Representante do Tocantins no Miss Brasil Mundo 2026, indígena Karajá une beleza, propósito e identidade cultural
Tainá Marrirú Karajá, de 25 anos, é a primeira representante do povo Karajá no concurso nacional e leva ao palco a defesa dos direitos e da visibilidade indígena
Yasmim Rodrigues/Bastidores do Tocantins
A representante do Tocantins no concurso Miss Brasil Mundo 2026 não leva ao palco apenas a beleza, mas também inteligência, trajetória acadêmica e a forte identidade cultural do povo Karajá, da Ilha do Bananal. Tainá Marrirú Karajá, de 25 anos, é formada em Educação Física, atuou como pesquisadora no Distrito Sanitário Especial Indígena Tocantins (DSEI/TO) e está inserida no universo dos concursos de beleza desde os 16 anos.

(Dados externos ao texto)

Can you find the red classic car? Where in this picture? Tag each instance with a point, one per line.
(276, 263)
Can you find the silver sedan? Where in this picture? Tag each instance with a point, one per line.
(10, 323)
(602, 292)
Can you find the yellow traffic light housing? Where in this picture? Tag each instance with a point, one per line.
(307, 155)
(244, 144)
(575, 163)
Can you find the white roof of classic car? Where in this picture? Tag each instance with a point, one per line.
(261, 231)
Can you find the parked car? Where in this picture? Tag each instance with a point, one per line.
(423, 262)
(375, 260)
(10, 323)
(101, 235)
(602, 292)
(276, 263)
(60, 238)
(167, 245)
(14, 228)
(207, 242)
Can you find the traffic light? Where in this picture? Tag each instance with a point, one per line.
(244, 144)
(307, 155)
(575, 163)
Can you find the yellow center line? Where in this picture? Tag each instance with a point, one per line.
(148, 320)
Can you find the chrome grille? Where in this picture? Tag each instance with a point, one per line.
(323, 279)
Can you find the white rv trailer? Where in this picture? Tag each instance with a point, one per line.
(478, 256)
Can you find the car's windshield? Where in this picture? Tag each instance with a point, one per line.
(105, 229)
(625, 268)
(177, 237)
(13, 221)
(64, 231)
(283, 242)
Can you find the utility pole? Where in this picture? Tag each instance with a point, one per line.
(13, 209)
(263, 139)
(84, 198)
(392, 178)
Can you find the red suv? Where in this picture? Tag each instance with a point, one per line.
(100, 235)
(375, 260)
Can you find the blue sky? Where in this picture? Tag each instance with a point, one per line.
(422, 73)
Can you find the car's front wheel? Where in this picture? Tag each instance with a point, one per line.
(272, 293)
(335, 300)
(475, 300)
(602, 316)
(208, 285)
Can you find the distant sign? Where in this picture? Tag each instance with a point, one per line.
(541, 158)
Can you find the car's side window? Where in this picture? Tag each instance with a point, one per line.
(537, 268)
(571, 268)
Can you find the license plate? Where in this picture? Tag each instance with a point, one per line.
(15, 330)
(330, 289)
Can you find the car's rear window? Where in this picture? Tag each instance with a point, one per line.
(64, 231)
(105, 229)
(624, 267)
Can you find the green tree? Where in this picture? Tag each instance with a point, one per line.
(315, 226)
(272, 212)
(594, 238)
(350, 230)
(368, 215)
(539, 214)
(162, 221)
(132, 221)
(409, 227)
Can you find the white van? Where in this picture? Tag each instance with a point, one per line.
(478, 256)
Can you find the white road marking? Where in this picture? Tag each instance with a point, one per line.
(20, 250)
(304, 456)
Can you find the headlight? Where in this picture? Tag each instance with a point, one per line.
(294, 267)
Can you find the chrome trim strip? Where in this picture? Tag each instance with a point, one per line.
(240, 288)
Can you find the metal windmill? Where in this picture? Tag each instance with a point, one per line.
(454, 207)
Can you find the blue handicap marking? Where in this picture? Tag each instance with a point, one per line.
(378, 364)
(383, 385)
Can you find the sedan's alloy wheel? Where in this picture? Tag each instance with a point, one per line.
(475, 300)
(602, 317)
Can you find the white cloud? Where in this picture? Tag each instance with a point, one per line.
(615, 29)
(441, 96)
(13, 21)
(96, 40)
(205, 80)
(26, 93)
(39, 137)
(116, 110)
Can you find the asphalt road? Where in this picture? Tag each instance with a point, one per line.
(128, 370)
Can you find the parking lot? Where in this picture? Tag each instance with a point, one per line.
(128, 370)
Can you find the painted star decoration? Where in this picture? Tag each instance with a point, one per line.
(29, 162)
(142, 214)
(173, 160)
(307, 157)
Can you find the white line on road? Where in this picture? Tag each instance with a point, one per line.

A 64ª edição do Miss Brasil Mundo será realizada no próximo sábado (31) e terá transmissão ao vivo pelo canal do YouTube do Concurso Nacional de Beleza (CNB). Tainá entra para a história como a primeira representante do povo Karajá na competição.
Nascida e criada em São Paulo, Tainá carrega as raízes tocantinenses herdadas da mãe e decidiu retornar ao estado para atuar diretamente em prol da comunidade materna, na aldeia Santa Isabel, localizada na Ilha do Bananal. “Sempre soube que meu desenvolvimento seria em São Paulo, mas que eu retornaria ao Tocantins para contribuir com o meu povo. Foi exatamente isso que aconteceu”, afirmou. Após concluir a graduação em Educação Física pela Universidade Federal de Mato Grosso, ela voltou ao estado para atuar como pesquisadora junto à comunidade indígena.
Com uma trajetória consolidada nos concursos de beleza, Tainá conquistou aos 16 anos o título de Miss Teen São Paulo e obteve destaque em etapas nacionais e internacionais, alcançando a 3ª colocação e o título de Princesa Teen Internacional. A ligação com esse universo também vem da família: sua mãe foi participante de concursos, o que fez com que a experiência surgisse de forma natural em sua vida.
Segundo Tainá, o Miss Brasil Mundo se diferencia de outros concursos por exigir um perfil específico das candidatas. “O Miss Brasil Mundo tem o slogan ‘beleza com propósito’. A miss precisa ter projetos sociais, voz ativa e defender as causas da população que representa”, explicou. Esse alinhamento foi decisivo para sua participação, já que atua há anos em defesa da visibilidade e dos direitos dos povos indígenas.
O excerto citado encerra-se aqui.